Witam wieczornie. Jak ja lubię te zajęcia z dziećmi! Zawsze wcześniej czuję się zmęczona i nie mam sił się na nie zebrać ale już w trakcie tak się wkręcam i jest super zabawa. Zawsze mi to poprawia humor! Dzieci są wspaniałe
)
Jest taki ciepły wieczór, otworzyłam moje bezalkoholowe piwko i wypiłam z moim M. na balkonie! Żyć nie umierać
))
justynka wow! ALe ci zazdroszczę tego domku! Napisz coś więcej? Przeprowadzka niełatwa sprawa ale dasz radę, nie ma innej opcji
Zebrra ja też nie prasuję. W ciągu ostatniego tygodnia moje żelazko napracowało się więcej niż przez całe poprzednie życie - prasuję ciuszki dla Marysi
A jeśli chodzi o naczynia... ja nie mam zmywarki. Ale zmywaniem zajmuje się tylko i wyłącznie M. Ja nienawidzę garów, po umyciu kilku talerzy mój kręgosłup odmawia posłuszeństwa.
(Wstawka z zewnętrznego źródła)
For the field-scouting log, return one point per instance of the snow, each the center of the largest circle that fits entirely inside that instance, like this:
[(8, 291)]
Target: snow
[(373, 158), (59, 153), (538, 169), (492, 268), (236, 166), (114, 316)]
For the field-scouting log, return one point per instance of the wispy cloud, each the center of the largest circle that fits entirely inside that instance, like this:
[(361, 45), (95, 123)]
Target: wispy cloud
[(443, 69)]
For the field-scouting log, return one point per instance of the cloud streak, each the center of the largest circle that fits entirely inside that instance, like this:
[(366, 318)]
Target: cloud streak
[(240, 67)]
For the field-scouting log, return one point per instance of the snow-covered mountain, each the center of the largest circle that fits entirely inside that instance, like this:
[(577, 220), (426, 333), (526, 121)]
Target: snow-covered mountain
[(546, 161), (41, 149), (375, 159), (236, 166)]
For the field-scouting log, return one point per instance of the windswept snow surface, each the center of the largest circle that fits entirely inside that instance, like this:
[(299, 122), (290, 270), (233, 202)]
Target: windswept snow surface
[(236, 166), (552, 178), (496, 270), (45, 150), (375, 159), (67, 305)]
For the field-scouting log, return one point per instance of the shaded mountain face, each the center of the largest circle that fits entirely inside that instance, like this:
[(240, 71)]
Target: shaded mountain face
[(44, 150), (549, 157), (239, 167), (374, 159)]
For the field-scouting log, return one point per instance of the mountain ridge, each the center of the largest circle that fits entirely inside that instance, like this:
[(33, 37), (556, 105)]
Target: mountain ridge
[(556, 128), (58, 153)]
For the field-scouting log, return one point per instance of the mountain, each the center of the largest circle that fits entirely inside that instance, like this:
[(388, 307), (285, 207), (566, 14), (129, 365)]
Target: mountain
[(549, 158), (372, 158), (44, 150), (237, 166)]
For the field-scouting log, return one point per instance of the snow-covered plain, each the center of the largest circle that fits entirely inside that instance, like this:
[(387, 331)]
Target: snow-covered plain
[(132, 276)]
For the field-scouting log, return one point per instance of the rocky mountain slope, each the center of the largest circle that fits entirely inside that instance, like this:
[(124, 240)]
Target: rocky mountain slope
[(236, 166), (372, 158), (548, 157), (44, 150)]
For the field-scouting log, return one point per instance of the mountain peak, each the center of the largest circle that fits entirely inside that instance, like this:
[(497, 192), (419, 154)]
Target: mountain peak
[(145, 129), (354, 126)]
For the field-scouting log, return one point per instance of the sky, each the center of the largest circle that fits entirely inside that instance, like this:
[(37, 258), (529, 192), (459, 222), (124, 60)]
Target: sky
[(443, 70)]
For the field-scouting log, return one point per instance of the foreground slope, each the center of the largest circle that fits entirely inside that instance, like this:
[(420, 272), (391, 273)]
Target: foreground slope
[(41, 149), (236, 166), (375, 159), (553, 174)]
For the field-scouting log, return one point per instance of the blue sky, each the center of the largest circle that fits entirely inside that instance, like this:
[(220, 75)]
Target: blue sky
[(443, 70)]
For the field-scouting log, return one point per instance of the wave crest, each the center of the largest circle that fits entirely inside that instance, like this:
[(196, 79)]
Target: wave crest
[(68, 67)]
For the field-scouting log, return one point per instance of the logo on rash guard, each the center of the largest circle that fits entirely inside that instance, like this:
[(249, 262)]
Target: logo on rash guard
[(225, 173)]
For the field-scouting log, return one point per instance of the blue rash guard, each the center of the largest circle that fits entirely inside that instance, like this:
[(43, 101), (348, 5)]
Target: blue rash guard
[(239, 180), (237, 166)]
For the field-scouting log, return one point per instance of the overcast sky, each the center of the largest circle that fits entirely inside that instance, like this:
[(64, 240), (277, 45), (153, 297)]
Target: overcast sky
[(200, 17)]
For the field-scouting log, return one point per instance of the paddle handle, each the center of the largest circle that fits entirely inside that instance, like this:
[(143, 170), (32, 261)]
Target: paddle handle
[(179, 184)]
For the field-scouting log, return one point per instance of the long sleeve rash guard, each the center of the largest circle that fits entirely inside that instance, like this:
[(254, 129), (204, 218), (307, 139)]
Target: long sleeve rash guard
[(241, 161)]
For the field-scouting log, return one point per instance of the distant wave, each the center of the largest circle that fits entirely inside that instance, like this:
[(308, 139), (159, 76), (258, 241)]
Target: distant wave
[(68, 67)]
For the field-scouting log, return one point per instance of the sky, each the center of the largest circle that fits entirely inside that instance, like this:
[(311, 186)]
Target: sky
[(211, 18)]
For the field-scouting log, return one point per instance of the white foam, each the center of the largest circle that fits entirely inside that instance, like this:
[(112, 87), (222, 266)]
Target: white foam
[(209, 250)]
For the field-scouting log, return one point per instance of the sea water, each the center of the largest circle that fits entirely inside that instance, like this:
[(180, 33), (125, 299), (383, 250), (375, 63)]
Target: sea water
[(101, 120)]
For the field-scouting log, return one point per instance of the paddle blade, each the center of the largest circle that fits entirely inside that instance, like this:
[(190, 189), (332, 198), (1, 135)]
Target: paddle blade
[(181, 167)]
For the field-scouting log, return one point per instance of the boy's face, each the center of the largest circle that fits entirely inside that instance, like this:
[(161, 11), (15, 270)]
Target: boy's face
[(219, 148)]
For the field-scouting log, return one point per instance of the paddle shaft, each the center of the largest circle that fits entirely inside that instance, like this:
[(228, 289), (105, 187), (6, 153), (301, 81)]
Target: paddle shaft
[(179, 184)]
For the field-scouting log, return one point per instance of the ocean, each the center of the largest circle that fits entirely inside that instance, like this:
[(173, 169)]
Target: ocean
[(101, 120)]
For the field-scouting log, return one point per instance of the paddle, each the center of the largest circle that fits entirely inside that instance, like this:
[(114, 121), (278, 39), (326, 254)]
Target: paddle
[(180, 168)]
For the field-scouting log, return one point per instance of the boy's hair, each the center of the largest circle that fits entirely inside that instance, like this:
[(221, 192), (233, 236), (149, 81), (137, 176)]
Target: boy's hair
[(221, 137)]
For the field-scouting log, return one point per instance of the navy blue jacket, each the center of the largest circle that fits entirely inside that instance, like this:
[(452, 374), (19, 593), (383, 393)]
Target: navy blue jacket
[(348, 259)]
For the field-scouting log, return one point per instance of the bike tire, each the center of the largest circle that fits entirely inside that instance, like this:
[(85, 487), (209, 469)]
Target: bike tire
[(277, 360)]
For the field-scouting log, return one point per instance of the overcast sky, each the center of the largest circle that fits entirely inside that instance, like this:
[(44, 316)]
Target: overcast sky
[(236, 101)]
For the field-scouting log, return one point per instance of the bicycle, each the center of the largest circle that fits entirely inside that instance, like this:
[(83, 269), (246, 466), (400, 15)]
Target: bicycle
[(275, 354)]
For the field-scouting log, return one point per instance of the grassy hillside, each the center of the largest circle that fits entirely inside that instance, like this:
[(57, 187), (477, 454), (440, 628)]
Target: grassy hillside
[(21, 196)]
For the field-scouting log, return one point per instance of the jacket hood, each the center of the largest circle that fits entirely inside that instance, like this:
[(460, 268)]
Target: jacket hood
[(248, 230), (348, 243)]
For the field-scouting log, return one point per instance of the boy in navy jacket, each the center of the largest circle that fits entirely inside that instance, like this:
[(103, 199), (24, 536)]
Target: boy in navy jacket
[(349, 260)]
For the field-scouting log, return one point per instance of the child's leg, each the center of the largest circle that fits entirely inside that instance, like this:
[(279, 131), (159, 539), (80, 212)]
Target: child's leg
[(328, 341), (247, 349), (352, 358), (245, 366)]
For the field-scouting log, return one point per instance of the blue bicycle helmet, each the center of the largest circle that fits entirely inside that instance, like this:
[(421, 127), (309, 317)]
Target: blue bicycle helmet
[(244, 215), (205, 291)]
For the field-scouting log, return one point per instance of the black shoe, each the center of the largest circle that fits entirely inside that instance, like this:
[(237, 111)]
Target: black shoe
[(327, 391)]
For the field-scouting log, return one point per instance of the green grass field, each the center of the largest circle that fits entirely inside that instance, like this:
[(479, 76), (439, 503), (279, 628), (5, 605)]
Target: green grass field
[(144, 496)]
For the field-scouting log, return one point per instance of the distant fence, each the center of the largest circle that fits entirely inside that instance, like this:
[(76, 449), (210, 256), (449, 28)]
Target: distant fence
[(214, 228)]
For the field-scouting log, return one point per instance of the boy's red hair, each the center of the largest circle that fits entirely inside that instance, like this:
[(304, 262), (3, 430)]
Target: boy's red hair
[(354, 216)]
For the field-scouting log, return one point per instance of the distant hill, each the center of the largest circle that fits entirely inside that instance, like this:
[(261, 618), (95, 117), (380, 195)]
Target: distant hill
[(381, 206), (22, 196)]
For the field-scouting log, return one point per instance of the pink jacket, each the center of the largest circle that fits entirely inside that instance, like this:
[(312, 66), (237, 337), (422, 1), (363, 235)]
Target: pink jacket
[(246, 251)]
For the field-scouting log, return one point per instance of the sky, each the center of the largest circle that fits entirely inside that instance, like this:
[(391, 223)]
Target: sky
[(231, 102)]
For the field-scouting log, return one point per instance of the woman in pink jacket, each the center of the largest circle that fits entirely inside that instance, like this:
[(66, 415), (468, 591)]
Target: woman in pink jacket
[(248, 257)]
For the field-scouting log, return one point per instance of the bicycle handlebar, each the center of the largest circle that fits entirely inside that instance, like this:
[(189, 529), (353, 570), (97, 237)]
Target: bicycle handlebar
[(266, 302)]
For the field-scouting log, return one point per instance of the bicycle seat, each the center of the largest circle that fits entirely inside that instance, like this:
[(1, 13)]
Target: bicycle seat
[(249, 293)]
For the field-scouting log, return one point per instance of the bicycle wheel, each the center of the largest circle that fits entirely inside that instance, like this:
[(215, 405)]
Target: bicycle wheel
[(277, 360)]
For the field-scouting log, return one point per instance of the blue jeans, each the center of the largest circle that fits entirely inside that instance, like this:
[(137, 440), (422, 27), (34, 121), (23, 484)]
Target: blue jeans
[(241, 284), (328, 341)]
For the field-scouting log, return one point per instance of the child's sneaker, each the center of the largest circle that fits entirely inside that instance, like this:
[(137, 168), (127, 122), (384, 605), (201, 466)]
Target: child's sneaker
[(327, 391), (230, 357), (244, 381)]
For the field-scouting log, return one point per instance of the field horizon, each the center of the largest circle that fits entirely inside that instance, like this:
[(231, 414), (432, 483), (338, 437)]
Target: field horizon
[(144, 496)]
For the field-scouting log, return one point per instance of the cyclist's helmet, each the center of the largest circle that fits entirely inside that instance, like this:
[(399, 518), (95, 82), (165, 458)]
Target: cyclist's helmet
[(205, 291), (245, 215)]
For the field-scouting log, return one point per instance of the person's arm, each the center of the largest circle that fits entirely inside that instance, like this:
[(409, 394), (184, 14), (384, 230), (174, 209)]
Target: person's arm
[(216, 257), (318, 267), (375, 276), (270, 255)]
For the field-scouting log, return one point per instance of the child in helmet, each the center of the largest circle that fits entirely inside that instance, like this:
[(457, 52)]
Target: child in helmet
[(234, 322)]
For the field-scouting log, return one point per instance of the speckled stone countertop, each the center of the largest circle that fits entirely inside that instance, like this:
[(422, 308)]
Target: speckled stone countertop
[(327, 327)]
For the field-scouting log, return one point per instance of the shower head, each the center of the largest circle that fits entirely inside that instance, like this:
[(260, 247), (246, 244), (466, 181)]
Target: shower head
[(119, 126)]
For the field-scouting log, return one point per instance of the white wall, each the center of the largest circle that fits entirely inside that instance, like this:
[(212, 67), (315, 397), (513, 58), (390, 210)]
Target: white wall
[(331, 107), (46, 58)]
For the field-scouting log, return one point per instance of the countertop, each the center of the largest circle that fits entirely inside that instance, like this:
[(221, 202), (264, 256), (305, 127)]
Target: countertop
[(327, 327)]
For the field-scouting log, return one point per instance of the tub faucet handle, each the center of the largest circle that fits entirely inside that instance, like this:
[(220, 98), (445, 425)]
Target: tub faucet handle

CInamon jak wspaniale dojrzeć radość w twoich postach! Aż się sama zaczęłam uśmiechać
)
Evka ja załamkę ubraniową przeżywałam wczoraj. Pojechaliśmy na obiad do teściów, łądna pogoda, cieplutko a ja w swetrze. No i biust na wierzchu, bo mam wrażenie, że ciągle rośnie i nie mieści się już w absolutnie żadnym ubraniu
I teściowa mnie poratowała, pożyczyła mi 3 śliczne bluzeczki, troszkę na mnie luźne ale jak miło poczuć na sobie coś nie opiętego. Wspaniała ta moja teściowa, naprawdę!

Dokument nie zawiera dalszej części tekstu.